LG Frankenthal, Urt. v. 26.10.2021 – 4 O 25/21

 

Leitsätze (redaktionell)

  1. Mülltonnen, die auf dem Radweg abgestellt sind, stellen eine Verletzung der Verkehrssicherungspflicht dar.
  2. Hindernisse, die bereits von weitem erkennbar sind, sind mit ausreichendem Abstand zu umfahren. Wird dieser Abstand nicht eingehalten, beruht ein Sturz auf grob fahrlässiger Fahrweise.

 

Sachverhalt

Ein Fahrradfahrer verlangt infolge eines Sturzes Schadensersatz und Schmerzensgeld von dem zuständigen Abfallentsorgungsunternehmen.
Er trägt vor, der Sturz habe sich dadurch ereignet, da auf dem Radweg zwei Mülltonnen abgestellt gewesen seien, denen er nicht mehr habe ausweichen können.
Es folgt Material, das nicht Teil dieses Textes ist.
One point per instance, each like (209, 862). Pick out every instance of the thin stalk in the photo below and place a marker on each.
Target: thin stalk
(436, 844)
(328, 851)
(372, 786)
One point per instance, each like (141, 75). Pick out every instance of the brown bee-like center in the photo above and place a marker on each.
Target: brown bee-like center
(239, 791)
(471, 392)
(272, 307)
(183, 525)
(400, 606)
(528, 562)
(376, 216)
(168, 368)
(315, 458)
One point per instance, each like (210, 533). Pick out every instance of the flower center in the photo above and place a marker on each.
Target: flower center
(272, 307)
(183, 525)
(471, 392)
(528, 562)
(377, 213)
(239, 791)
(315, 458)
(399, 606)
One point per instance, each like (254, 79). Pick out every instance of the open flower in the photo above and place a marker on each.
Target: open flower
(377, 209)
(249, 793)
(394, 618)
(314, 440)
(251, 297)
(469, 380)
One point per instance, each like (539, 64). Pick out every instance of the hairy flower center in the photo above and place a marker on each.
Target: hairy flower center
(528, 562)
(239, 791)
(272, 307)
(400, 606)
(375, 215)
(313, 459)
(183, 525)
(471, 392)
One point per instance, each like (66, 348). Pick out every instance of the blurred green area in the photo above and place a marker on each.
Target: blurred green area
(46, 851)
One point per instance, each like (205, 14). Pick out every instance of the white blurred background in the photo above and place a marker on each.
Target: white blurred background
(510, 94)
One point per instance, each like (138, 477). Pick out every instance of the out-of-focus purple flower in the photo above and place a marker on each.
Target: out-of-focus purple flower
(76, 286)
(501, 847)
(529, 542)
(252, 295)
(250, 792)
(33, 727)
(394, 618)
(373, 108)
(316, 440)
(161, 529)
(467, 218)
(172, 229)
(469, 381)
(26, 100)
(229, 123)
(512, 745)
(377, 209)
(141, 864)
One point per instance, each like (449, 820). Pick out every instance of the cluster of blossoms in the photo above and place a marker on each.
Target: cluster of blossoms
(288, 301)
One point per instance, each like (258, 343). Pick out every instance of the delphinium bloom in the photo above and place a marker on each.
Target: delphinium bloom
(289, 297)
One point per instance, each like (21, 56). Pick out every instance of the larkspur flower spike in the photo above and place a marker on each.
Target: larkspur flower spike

Er sei gegen eine Mülltonne gefahren, gestürzt und habe sich dabei schwer verletzt. Die Mitarbeiter des Abfallentsorgungsunternehmens hätten die Verkehrssicherungspflicht verletzt, indem sie die Mülltonnen so abgestellt hätten, dass eine gefahrlose Vorbeifahrt unmöglich gewesen sei.

 

Entscheidung

Das Landgericht wies die Klage ab. Zwar können Mülltonnen auf dem Radweg eine Verletzung der Verkehrssicherungspflicht darstellen, denn sie sind „ruhende Hindernisse“, die den Verkehrsfluss erheblich beeinträchtigen. Jedoch waren diese Hindernisse bereits von weitem erkennbar, sodass ihnen mit ausreichendem Sicherheitsabstand ausgewichen werden muss. Wird dieser Abstand nicht eingehalten, ist der Sturz nicht auf die Gefahr des Hindernisses, sondern auf eine grob fahrlässige Fahrweise zurückzuführen. Der Radfahrer habe sich trotz der Möglichkeit, weit auszuweichen, dafür entschieden, so nah an den Mülltonnen vorbeizufahren, das es zu einem Sturz kommen konnte. Daher ist ihm ein Mitverschulden anzurechnen, dass alle etwaigen Ansprüche ausschließt.

 

Anmerkung

Da dieses Urteil noch nicht rechtskräftig ist, bleibt eine endgültige Entscheidung abzuwarten.